During their migration, Sumerians established cities of Ur (excavated by Sir Leonard Wooley in 1920s), Uruk, and Eridu (note the sacred variations of prefixes in the names — AR-UR-ER-OR).
A number of Sumerian inscriptions dating between 2750 and 2500 BC have been preserved, now giving us a fascinating glimpse into the Sumerian history, culture, and mythology. In the Epic of Gilgamesh, Sumerians tell about the land of Arattans, their ancestors living in the Armenian Highlands. The majority of scholars agree that Aratta, which existed in the first half of the 3rd millennium BC, was the first Indo-European state. This is evidenced by various archaeological excavations.
The historical record of the Armenian Highlands precedes the name “Urartu” by almost a millennium. Additionally, the 2260 BC Sumerian inscription of Naram Suen mentions the region’s people as Armani, which is a more or less recognizable form of “Armenians”. It is also reported to be the first reference to the region as “Armenia”.
Sumerians called Ararat “Aratta”. In their epic poems of Gilgamesh and Aratta, they mentioned the Armenian Highlands as the land of their ancestors, Arattans. They also described the Great Flood and rebirth of life after the horrifying deluge, which had fallen from the Armenian Highlands unto Mesopotamia and the Fertile Crescent.

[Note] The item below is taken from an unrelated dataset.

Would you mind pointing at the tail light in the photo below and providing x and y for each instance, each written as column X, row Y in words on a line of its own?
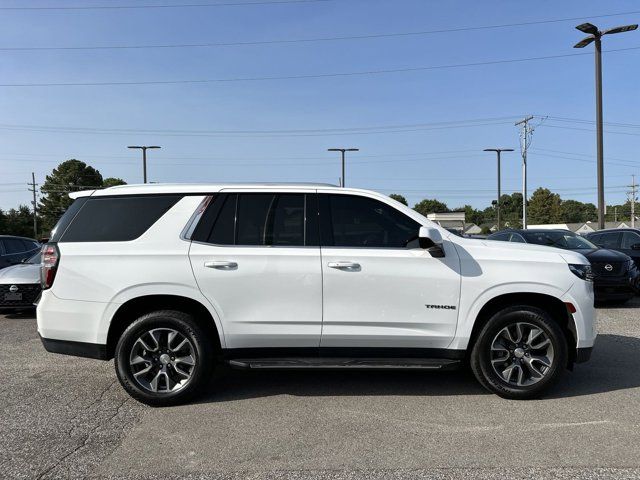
column 50, row 260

The eleventh tablet of the Sumerian Epic of Gilgamesh mentions Utnapishtim /Utnapashtum (the second variant could be translated as “The Worship of Eight” from Armenian: Armenian: ութ, eight; պաշտում, worship) “the Faraway”, the wise king of the Shuruppak Sumerian city state, who survived a flood cast by Enlil to drown every living thing on Eartհ.
Utnapishtim /Utnapashtum was secretly warned of Enlil’s plan by the god Haya (՞God of Wisdom” and the “God of Cosmic Waters”, from whom the endonym of Armenian people was derived). Utnapishtim /Utnapashtum then constructed a boat or ark to save himself, his family, and representatives of each animal species. When the flood waters subsided, the boat came to rest on a mountain.
After 7 days of tranquility, Utnapishtim /Utnapashtum released a dove, which found no resting place and flew back to the ark. He then released a swallow, which found no perch and returned as well. But the raven released afterwards did not come back.
Utnapishtim /Utnapashtum then poured out a libation to Haya on the top of the mountain. He and his wife were subsequently granted immortality. Then, he was taken by gods to live forever at “the mouth of the rivers” and to receive the epithet “faraway”.